I moved things around to make a little time in my schedule, and headed over to the leaky toilet. My customer thought it was probably the wax ring leaking because the leak only made an appearance when he flushed. Sounded right to me so I stopped in at Home Depot and grabbed a wax ring with a flange and one with no flange. When I got to the house, I was introduced to the offending porcelain object, then the home owner left me to conduct my interview so to speak.
I found the water turned off and the toilet totally dry in the tank and bowl. I expected as much since it had not had water for nine months. I turned the water on to fill the tank and it filled, just like it should. I concentrated my attention on the floor around the toilet base (to watch for water) and flushed. Water immediately came out around the base of the toilet tank where it’s attached to the bowl. The gasket between the bowl and tank leaked. It could be dry and brittle–or not. It was anybody’s guess. But I did know the leak was water from the failed gasket. I didn’t have a toilet tank gasket in my vehicle, so I took off for Lowe’s.

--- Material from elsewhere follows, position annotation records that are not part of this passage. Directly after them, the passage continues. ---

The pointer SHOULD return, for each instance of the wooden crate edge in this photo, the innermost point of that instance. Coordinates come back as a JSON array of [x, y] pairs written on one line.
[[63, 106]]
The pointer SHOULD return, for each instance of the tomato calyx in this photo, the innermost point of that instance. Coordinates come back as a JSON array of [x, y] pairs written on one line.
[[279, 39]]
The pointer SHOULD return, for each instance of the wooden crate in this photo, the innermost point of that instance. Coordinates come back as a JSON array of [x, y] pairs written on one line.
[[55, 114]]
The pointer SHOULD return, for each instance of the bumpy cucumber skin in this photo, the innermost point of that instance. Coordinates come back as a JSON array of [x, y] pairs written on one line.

In our community, Lowe’s has the best selection of toilet parts to chose from. I hurried down the aisle carrying the gasket and new tank bolts. The gasket replacement requires that I (1) turn off the water supply; (2) remove the water from the tank–I always use my wet/dry vac to remove water from the tank and bowl; (3) and then take the tank off the bowl. Emptying the tank of its water saves clean up time at the end; I learned this the first time I spilled water on the floor when I tried to move a full toilet or tank.
Luckily, this toilet only had two tank bolts; some have more. I removed the first one and started on the second when I found the secret the toilet kept from its owner: a hair-line crack through the tank bolt hole to the center gasket area. Not a good thing. Toilet tank cracks always leak. You can patch them but after a while they will leak again. There are products on the market that patch porcelain cracks, but exposed to water all the time they won’t hold and your luck will run out. I never let my customers take a gamble that could cost them a lot more later.
I needed to find a new tank, but the toilet was old so the exact replacement tank was not made anymore. The only option was to put in a whole new toilet. I gave the news to my customer, and he surprised me with “I have a used one in the garage from when you replaced our toilet with a tall one a few years back.” What a stroke of luck. I did replace a toilet of theirs a few years ago, but here’s the question: How many people keep their old toilets? I have heard of and maybe seen a toilet in the front yard of someone’s home, one with flowers planted in the bowl. No, wait: I don’t think I’ve seen that in person, either. Just on TV. I think about that toilet, stashed somewhere for who knows what, and it makes me chuckle. I wonder if his wife chuckles about it too. She keeps an immaculate house. A beautiful home with everything in its place.
As it turned out, the flapper was bad but I changed it out with the other toilet and it worked perfectly. Too bad I couldn’t just change the tank out, but it didn’t match.
And no, we didn’t keep the old toilet. I smashed it and put it in the garbage.